Crónica de Jorge Manuel Lopes: Paris a quente

A capital francesa está salpicada de obras acima e abaixo do solo, por obra e graça das Olimpíadas do ano que vem, e nem os museus escapam.

As cidades não têm um período do ano que se possa carimbar como genuíno, definitivo. Conheci Paris gélida q.b. há trinta e tal anos numas longas férias de passagem de ano, a ela regressei um punhado de vezes em trabalho e noutras estações, e reexplorei-a agora, no pino do calor de agosto, novamente de férias. Avisaram-me que, nesse mês, a capital francesa não era bem a capital francesa. Que os nativos partiam a banhos e eram substituídos por uma armada de turistas como eu – um manifesto exagero. Que as ruas e os transportes ficavam mais respiráveis – correto. Que muitas lojas e restaurantes fechavam – certo. E que todos os monumentos, museus, avenidas e esplanadas elísias, boulevards e Senas eram varridos por um tsunami de gente de toda a parte – somos muitos, é verdade, sobretudo americanos, mas não muitos mais do que num outubro, março ou maio.

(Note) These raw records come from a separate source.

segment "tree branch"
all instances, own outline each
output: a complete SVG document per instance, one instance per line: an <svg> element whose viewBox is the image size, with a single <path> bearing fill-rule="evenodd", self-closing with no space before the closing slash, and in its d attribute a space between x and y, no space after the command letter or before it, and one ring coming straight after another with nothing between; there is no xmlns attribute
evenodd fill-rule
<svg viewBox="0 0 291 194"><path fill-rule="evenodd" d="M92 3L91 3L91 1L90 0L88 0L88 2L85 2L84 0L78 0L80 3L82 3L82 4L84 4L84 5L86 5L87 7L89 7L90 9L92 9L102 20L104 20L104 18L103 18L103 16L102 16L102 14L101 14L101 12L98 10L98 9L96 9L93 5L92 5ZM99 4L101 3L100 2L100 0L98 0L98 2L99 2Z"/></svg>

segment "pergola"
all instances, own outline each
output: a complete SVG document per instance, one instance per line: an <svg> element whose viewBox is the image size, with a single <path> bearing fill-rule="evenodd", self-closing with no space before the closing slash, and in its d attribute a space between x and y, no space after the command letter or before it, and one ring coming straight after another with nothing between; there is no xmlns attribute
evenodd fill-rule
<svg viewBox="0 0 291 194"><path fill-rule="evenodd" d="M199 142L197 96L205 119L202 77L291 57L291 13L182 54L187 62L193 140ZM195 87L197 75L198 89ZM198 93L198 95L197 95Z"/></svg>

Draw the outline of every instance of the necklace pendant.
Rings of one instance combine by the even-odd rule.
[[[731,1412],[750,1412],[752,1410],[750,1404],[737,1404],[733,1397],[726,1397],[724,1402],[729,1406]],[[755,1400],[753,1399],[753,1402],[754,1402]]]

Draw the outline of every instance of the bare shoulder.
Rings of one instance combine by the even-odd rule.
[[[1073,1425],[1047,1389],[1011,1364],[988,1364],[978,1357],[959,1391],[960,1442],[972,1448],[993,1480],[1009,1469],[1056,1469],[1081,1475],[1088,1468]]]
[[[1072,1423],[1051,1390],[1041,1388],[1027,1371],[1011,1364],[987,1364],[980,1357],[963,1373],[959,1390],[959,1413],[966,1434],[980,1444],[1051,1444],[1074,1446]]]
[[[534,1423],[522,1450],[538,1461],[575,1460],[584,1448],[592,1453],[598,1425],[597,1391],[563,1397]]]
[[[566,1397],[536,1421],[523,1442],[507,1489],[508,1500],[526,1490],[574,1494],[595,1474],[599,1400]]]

Paris em meados de agosto de 2023 é um brinco, tem um calor amiúde nublado que sufoca e preços de ir às lágrimas. A cidade está salpicada de obras acima e abaixo do solo, por obra e graça das Olimpíadas do ano que vem, e nem os museus escapam. Há alguns tapumes na praça interior do Louvre e um ou outro espaço em renovação no interior da venerada e quilométrica instituição, mas a sala que alberga a “Mona Lisa” permanece um imperturbável tumulto de visitantes apartados da obra de Leonardo da Vinci por um cordão de segurança e uniformes musculados. Tudo muito bem, mas é no Museu d’Orsay, o meu favorito, que descubro, depois de vistos os Van Gogh, Renoir, Manet e Cézanne, o imponente tríptico “Les âges de l’ouvrier” (1895-97), do pintor belga Léon Frédéric, em que uma massa de homens, mulheres e crianças banhada por uma luz sobrenatural toma conta de uma rua urbana para nos confrontar com uma existência dura, repetitiva, talvez resignada.

Não podia sair de Paris sem experimentar, finalmente, o croque monsieur, o pai da francesinha. Um pai menos exuberante, mais criativo e com redobrado requinte no diálogo de sabores. Pelo menos nas versões do Faste, a poucos quarteirões do concorrido e boémio canal Saint-Martin. Casa pequena, três mesas no passeio, uma dezena de estupendos croques monsieurs concebidos por Nicolas Duquenoy, um “one man show”. O clássico Le Faste traz emmental, presunto branco, bechamel. Le Veggie cruza tomate, beringela, curgete, erva-doce, mozarela, manjericão. L’Exquis Chevre junta queijos de ovelha e Sainte Maure, espinafre, tomate e bechamel. Ao salmão fumado, o Somptueux Saumon adiciona emmental, tomate, erva-doce, bechamel, azeitona e limão. Por cá, há obras de arte por toda a parte, o ano inteiro.